Well, I’m late once again to the party, but having just this week stumbled upon the G-Spot at Muso Magazine, how could I not be expected to voice my indignation? (Hat tip to Matt Marks for mentioning Muso in a tweet.)

Let’s be non-coy, for a moment, in contrast to the saccharine and eyelash-batting tone that Muso adopts: What’s a section called “The G-Spot”—after the Gräfenberg spot—doing in a classical music magazine? If you couldn’t bring yourself to click the link above (and I wouldn’t blame you) the G-Spot is a collection of publicity photographs of classical musicians accompanied by mildly saucy blurbs lauding their looks alongside their musical skills. Naturally these passages are very restrained, but the sentiment is unmistakable: What these musicians have to offer is, at best, an even split between art and sexiness.

This is a tremendously insulting proposition. Consider Michel van der Aa, a Dutch composer whose music I wrote about here a few years back: The G-Spot opines that “if his music is as beautiful as his eyes, we are going to be in serious trouble”; without disputing that Michel is not a terrible-looking fella, I have to ask why someone from Muso didn’t pay a visit to his content-rich web site and listen to some of his music. To observe that someone’s music is more or less beautiful than his eyes—his eyes!—is about the most superficial judgment one can make about our quadrivial enterprise, but it’s not like we have to speculate wildly about Van der Aa’s work, samples of which are readily available online. In this case, Muso is writing about a musician’s attractive physical traits instead of, rather than in addition to, what his intellect has to offer the world.

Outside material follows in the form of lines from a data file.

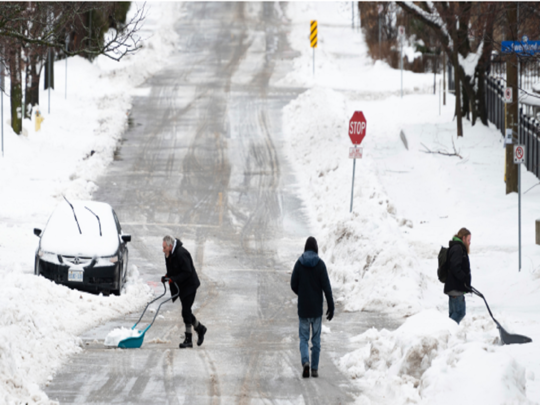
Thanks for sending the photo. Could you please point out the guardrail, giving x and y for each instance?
(529, 127)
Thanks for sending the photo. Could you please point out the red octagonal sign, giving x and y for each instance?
(357, 128)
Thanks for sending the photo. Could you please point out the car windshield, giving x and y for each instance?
(62, 235)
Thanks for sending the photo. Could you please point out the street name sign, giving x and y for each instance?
(519, 154)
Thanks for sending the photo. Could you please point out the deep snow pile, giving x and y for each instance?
(432, 360)
(366, 254)
(40, 321)
(407, 203)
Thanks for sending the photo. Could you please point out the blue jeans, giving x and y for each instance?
(457, 308)
(304, 332)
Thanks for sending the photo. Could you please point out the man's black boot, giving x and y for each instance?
(187, 342)
(305, 373)
(201, 330)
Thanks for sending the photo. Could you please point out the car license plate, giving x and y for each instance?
(75, 275)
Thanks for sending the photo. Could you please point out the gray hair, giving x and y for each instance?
(169, 240)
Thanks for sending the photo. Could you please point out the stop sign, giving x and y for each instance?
(357, 128)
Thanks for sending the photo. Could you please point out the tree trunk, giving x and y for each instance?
(27, 87)
(512, 108)
(458, 93)
(32, 85)
(15, 75)
(49, 64)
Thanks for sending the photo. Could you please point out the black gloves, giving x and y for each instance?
(330, 314)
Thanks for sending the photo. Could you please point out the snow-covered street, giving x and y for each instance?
(381, 258)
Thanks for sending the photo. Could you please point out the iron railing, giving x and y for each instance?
(529, 126)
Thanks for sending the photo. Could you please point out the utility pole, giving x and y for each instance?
(512, 108)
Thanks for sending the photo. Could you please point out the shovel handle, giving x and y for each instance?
(151, 302)
(476, 292)
(167, 300)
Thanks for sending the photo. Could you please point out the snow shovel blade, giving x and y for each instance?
(133, 342)
(506, 338)
(510, 339)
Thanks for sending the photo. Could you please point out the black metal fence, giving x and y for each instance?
(529, 126)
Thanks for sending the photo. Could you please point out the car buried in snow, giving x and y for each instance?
(83, 247)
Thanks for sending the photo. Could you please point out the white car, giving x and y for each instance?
(83, 247)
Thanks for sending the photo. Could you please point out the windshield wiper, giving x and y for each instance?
(75, 215)
(97, 218)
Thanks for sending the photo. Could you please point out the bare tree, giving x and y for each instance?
(29, 31)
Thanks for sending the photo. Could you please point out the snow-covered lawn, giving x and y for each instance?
(407, 203)
(40, 321)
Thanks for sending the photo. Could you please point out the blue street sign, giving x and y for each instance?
(524, 47)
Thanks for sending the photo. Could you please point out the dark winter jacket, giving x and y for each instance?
(309, 280)
(459, 268)
(181, 270)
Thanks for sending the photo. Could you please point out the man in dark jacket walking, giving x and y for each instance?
(181, 272)
(458, 280)
(309, 280)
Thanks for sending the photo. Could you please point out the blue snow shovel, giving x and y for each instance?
(135, 342)
(506, 338)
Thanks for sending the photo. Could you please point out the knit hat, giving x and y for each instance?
(311, 244)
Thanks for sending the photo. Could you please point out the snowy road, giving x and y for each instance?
(204, 161)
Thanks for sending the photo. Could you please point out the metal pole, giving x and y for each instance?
(2, 102)
(440, 96)
(379, 35)
(2, 109)
(352, 189)
(519, 143)
(434, 76)
(519, 210)
(444, 78)
(67, 42)
(401, 60)
(49, 78)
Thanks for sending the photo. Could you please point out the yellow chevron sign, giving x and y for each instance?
(313, 34)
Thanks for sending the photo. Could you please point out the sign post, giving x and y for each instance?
(519, 159)
(313, 40)
(357, 132)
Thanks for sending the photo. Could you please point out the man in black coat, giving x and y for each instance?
(309, 281)
(458, 279)
(181, 272)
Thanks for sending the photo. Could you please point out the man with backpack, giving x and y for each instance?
(458, 277)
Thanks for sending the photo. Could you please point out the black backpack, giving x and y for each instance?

The retreat of classical music into celebrity culture has taken an alarming turn: Part of Osmo Vänskä’s appeal to Minnesotans, for example, is that he is a sort of local mascot for classical music; his name is synonymous with consecrated musical activity in the Twin Cities, just as is George Clooney’s with integrity and earnestness in Hollywood films, so to some extent what he actually does as a musician is no longer important—he can be trusted to deliver a certain kind of experience. In contrast, Rudens Turku, the top-rated male on the G-Spot, is a “hunk with a heart.” Muso’s profile also notes his charitable and educational activities and his tenuous connection to “world-famous ladies’ man Bill Clinton.” Unlike many of the female musicians on the G-Spot, Turku is pictured with his instrument, but the nature of his relationship to it—his actual job, in other words—isn’t mentioned.

I’m all for un-starching classical music, but this is a project that should be pursued through demystification, democratization, and critique—in short, by concentrating the field on music, not its ancillary marketables.